Joshua Mason's Newsletter

A tale of two Medium stories

I have no business writing.

I hated doing it in school and, until four months ago, never considered doing it for fun.

Yet here I am. I just posted my 25th story to Medium and am closing in on a $3,000 month from the Partner Program (this is how you earn on Medium).

A fantastic number for someone who hated to write.

This unbelievable month of earnings came with two surprising lessons I’ll share here.

1 - The Boost nominators prefer when you take the time to link claims you make to scholarly research.

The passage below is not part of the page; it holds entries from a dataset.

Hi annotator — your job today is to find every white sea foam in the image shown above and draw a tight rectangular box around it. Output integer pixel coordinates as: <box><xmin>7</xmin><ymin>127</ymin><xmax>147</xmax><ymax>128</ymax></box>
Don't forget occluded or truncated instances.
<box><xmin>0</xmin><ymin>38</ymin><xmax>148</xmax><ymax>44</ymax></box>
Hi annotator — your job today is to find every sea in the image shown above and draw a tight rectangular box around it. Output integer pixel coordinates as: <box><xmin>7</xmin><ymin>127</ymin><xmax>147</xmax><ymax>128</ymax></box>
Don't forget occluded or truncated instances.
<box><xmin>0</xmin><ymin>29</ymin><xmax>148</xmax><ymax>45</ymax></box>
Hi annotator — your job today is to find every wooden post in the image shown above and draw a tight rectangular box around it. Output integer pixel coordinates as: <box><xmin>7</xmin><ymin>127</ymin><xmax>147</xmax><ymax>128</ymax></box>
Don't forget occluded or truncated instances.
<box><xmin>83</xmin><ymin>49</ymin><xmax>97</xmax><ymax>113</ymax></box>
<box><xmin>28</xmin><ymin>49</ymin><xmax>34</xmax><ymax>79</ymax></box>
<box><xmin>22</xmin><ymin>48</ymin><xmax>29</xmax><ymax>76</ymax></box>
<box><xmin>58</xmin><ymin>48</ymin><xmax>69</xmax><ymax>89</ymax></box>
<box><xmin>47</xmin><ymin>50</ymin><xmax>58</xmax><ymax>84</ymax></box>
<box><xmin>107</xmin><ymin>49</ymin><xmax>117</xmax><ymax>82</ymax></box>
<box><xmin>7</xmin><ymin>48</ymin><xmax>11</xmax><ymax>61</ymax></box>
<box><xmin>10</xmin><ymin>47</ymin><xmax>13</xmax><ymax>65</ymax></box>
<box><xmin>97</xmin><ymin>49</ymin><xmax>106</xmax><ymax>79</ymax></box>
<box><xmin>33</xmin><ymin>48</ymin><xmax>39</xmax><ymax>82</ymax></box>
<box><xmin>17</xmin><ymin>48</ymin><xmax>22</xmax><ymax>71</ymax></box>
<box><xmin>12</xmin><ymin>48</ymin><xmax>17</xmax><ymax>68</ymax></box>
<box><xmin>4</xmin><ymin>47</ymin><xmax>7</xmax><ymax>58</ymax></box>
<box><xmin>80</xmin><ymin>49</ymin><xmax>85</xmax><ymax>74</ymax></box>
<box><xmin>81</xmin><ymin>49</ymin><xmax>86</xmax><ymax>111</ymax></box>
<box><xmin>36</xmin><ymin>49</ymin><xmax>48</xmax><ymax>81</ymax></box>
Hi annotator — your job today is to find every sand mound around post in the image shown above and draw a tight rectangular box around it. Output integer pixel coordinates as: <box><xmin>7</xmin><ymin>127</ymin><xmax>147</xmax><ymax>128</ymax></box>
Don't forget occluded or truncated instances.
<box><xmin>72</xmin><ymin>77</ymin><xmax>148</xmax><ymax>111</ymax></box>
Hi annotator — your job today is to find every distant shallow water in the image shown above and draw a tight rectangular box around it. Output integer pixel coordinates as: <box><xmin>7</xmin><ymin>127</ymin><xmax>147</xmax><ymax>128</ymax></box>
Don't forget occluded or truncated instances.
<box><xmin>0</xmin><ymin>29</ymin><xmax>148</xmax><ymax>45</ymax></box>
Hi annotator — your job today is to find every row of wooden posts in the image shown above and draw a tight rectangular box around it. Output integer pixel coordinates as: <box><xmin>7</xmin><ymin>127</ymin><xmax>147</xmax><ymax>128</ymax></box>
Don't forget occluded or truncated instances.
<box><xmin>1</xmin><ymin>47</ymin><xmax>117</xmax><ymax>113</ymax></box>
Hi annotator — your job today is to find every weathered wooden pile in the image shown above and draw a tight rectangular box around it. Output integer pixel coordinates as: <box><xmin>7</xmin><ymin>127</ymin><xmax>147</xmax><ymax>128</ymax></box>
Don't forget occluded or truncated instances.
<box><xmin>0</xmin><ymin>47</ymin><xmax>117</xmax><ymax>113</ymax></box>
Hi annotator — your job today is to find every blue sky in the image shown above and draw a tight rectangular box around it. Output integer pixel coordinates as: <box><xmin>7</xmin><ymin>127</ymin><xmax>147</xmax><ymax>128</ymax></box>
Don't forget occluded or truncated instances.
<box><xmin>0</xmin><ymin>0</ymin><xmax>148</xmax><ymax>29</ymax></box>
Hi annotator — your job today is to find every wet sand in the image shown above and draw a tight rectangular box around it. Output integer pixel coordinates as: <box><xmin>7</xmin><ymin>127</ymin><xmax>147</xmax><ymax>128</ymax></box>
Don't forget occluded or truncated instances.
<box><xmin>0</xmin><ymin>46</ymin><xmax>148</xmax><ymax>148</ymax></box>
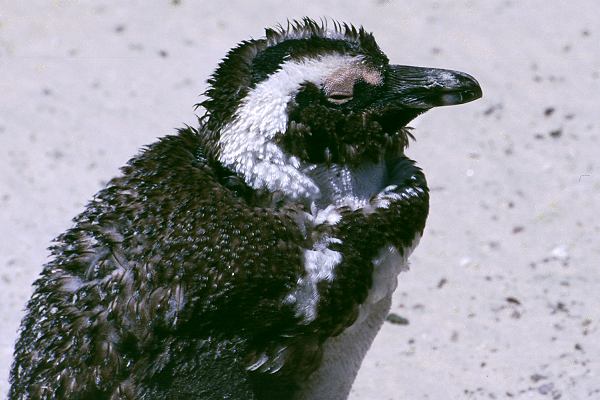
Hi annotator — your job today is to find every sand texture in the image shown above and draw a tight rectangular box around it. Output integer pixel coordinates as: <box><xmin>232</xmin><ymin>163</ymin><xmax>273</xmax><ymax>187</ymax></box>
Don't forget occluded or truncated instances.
<box><xmin>0</xmin><ymin>0</ymin><xmax>600</xmax><ymax>400</ymax></box>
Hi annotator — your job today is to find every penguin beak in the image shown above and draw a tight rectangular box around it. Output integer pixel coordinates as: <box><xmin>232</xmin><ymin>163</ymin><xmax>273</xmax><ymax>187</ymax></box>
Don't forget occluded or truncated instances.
<box><xmin>386</xmin><ymin>65</ymin><xmax>482</xmax><ymax>111</ymax></box>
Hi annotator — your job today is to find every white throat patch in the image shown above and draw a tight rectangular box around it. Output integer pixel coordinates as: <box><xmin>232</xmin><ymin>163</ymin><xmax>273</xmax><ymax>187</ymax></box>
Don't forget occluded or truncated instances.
<box><xmin>219</xmin><ymin>54</ymin><xmax>361</xmax><ymax>200</ymax></box>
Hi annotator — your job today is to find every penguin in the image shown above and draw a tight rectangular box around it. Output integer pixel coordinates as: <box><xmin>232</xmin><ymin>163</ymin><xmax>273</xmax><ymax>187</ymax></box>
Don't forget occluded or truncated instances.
<box><xmin>9</xmin><ymin>18</ymin><xmax>482</xmax><ymax>400</ymax></box>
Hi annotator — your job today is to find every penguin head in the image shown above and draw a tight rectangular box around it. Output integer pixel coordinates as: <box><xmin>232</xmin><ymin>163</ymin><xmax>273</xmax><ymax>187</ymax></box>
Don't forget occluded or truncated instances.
<box><xmin>200</xmin><ymin>18</ymin><xmax>481</xmax><ymax>197</ymax></box>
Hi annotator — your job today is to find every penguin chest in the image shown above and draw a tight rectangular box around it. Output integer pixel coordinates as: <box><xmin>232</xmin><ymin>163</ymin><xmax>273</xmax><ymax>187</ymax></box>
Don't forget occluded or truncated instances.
<box><xmin>295</xmin><ymin>246</ymin><xmax>412</xmax><ymax>400</ymax></box>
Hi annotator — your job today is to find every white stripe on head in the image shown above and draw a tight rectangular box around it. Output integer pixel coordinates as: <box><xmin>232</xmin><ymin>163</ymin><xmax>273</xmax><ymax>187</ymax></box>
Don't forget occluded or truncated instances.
<box><xmin>219</xmin><ymin>54</ymin><xmax>361</xmax><ymax>200</ymax></box>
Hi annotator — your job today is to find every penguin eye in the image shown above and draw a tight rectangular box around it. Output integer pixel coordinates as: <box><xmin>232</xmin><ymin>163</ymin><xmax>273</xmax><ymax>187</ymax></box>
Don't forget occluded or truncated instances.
<box><xmin>327</xmin><ymin>92</ymin><xmax>352</xmax><ymax>104</ymax></box>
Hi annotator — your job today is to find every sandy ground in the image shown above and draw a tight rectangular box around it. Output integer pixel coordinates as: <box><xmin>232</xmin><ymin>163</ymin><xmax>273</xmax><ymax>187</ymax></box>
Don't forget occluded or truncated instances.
<box><xmin>0</xmin><ymin>0</ymin><xmax>600</xmax><ymax>400</ymax></box>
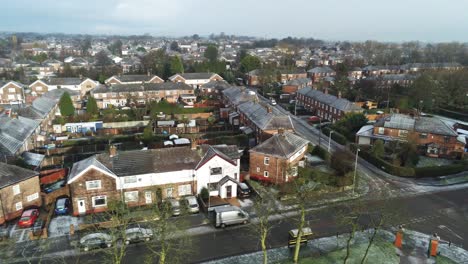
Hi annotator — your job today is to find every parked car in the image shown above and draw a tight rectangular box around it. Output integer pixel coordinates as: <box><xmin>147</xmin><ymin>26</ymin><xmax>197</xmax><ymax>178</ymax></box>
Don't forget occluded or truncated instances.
<box><xmin>18</xmin><ymin>209</ymin><xmax>39</xmax><ymax>228</ymax></box>
<box><xmin>43</xmin><ymin>180</ymin><xmax>67</xmax><ymax>193</ymax></box>
<box><xmin>182</xmin><ymin>196</ymin><xmax>200</xmax><ymax>214</ymax></box>
<box><xmin>80</xmin><ymin>233</ymin><xmax>113</xmax><ymax>251</ymax></box>
<box><xmin>55</xmin><ymin>198</ymin><xmax>70</xmax><ymax>215</ymax></box>
<box><xmin>0</xmin><ymin>224</ymin><xmax>10</xmax><ymax>240</ymax></box>
<box><xmin>288</xmin><ymin>227</ymin><xmax>313</xmax><ymax>248</ymax></box>
<box><xmin>214</xmin><ymin>206</ymin><xmax>249</xmax><ymax>228</ymax></box>
<box><xmin>125</xmin><ymin>225</ymin><xmax>153</xmax><ymax>245</ymax></box>
<box><xmin>32</xmin><ymin>218</ymin><xmax>45</xmax><ymax>236</ymax></box>
<box><xmin>237</xmin><ymin>182</ymin><xmax>250</xmax><ymax>197</ymax></box>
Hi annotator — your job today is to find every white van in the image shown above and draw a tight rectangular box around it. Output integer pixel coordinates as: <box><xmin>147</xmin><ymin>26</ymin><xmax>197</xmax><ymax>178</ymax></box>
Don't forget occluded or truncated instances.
<box><xmin>214</xmin><ymin>206</ymin><xmax>249</xmax><ymax>228</ymax></box>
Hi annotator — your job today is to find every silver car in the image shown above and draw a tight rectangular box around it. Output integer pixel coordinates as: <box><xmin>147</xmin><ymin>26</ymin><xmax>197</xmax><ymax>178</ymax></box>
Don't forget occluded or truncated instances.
<box><xmin>80</xmin><ymin>233</ymin><xmax>113</xmax><ymax>251</ymax></box>
<box><xmin>125</xmin><ymin>226</ymin><xmax>153</xmax><ymax>245</ymax></box>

I wrote an article about interviewing, and an editor I trust told me he wanted to nominate it for the Boost program. But before he did that, I thought it would help my chances if I backed up my claims with research.

I made the changes, he nominated it, and it was selected for the Boost.

2 - You can write an unboosted article that’s more popular than a Boosted one.

I wrote an article called “I Am a (Actual) Detective. Here are Five Signs You Are Being Lied to.” It was nominated for the Boost but ultimately not selected. The title may have been too aggressive for the Medium Boost team, and I didn’t back up my claims with research.

Even though it wasn’t selected, it has become far more popular than any Boosted story I have ever written. It has over 23k views where some of my Boosted stories only have 1k.

It also got picked up for republishing in an online magazine. You can see the differences in the screenshot below.

Top article is Boosted, bottom one is not

Interestingly, that viral article made less than half the money of the last Boosted article.

Where does that leave us?

The viral article gained viewers and followers and expanded my readership. The Boosted article made me more money. Both have their place, so don’t get discouraged if an article doesn’t get Boosted.

Most of mine still don’t get Boosted. Of the 19 articles I've written that were eligible for the Boost, only 4 made it.

The winning Medium strategy remains putting your best stories forward and not worrying about what happens next. Writing one quality story per week will handily beat writing daily mediocre stories.